Now, if the numbers are very close in monthly expense it is usually a good value to buy. If the additional expense is more then 20 to 30% you should be cautious. Be particularly cautious if you plan on moving again in the next 3 to 5 years. It should ultimately cost you less to own a home then to rent.
In addition to the current cost of renting vs. buying, you must also take into consideration the future cost. As a renter you are exposed to future rent increases. In general, it is reasonable to expect an annual increase of 4% per year to your rent. As a home owner, if you are locked into a fixed rate home loan, those costs don't change over time.
Advantages of Owning
There are many advantages to home ownership. Unlike renting, where the money you spend monthly on rent does little for you besides give you a place to live, home ownership helps you build savings every month as you slowly build up the ownership in your home by paying off the loan you may have taken out to buy it. This ownership is your home is called equity. More important, long-term, the value of real estate usually increases over the time- which also builds equity.
Let's use an example. In 1999, Mike was paying $1,100/month to rent a town home in Chesterfield. Mike wanted to continue paying around $1,100 per month, so he purchased a home in Ballwin for $130,000 with a bank loan of $130,000. By 2004, Mike 's loan was approximately $124,000. Assuming the home was still only worth $130,000, Mike would have built up $6,000 in savings (equity in the home) over those five years that he wouldn't have had by renting. However, in this case, Mike decided to move in 2004. When he sold his home, Mike received $174,000 for it- because the property had increased in value over those years. As a result, Mike's equity in his home, over five years, was $50,000. Had Mike continued renting, when he moved in 2004 he wouldn't have gotten anything back.

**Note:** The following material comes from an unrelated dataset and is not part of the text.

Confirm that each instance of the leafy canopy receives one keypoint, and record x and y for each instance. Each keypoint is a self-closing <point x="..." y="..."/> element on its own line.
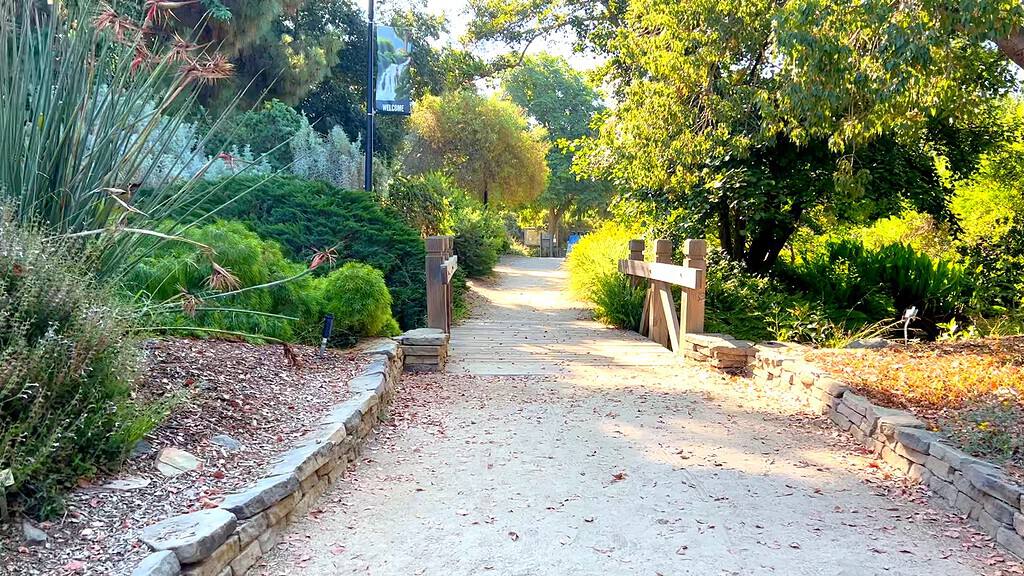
<point x="484" y="144"/>
<point x="560" y="99"/>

Even without this expected increase in value, paying on a mortgage over 15-30 years can guarantee that you will eventually own your home free and clear. What's more important to understand, is that the equity you are building in your home can be borrowed against at some future time for college expenses, vacations, remodeling the home or almost anything else you might need the money for. You don't have to sell your home, like Mike did, to gain access to that equity.

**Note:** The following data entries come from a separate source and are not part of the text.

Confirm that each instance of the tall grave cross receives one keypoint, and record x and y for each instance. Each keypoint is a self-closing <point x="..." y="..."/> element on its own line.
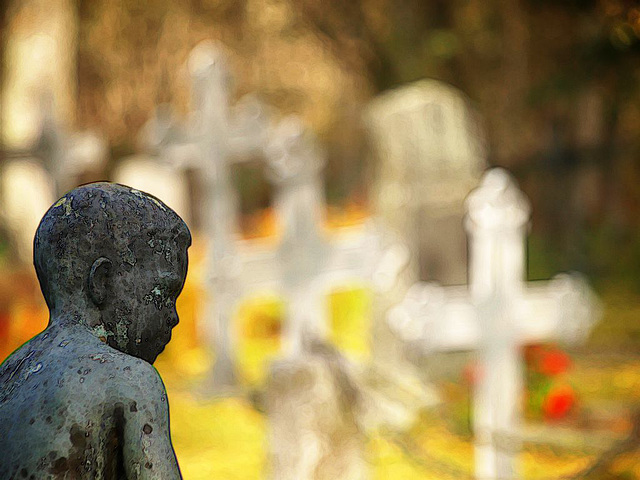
<point x="497" y="314"/>
<point x="215" y="136"/>
<point x="308" y="263"/>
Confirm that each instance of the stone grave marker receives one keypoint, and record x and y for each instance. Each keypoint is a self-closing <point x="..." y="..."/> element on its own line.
<point x="495" y="315"/>
<point x="215" y="135"/>
<point x="160" y="179"/>
<point x="430" y="153"/>
<point x="56" y="161"/>
<point x="304" y="263"/>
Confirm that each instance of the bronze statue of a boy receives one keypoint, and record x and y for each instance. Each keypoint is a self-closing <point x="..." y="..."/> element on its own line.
<point x="81" y="399"/>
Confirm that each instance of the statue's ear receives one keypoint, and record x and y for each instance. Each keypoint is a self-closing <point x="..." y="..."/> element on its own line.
<point x="99" y="280"/>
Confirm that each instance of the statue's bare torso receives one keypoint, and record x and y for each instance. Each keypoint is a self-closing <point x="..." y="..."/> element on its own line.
<point x="69" y="401"/>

Of course all benefits to home ownership aren't financially related. When you own your own home you are not subjected to the intrusion of a landlord. Generally no one can tell you what you can and can not do with the property (within legal limits of course). If something is broken you are not at the whim of someone else as to when, how, or why it should be fixed. If you want to paint your walls red, you don't have to get permission from a landlord to do so. If you want to get a cat or dog, again, there is no landlord to tell you no. And a landlord can decide to sell the property and put you out into the street. As a homeowner, you have the security of knowing that you have a place to live, as long as you continue to meet your mortgage and tax obligations.
Shoud You Rent or Buy?
There is no right or wrong answer to this question. Everybody has different needs- and what is right for one person is a disaster for another. However if you are curious if buying a home might be right for you then you can always contact me for a free consultation. Simply call or fill out the form to talk about your options. Finally, don’t make the decision based on someone else’s expectations (parents, family, friends, a real estate agent, etc). This is a decision that only you can make, and only after careful consideration.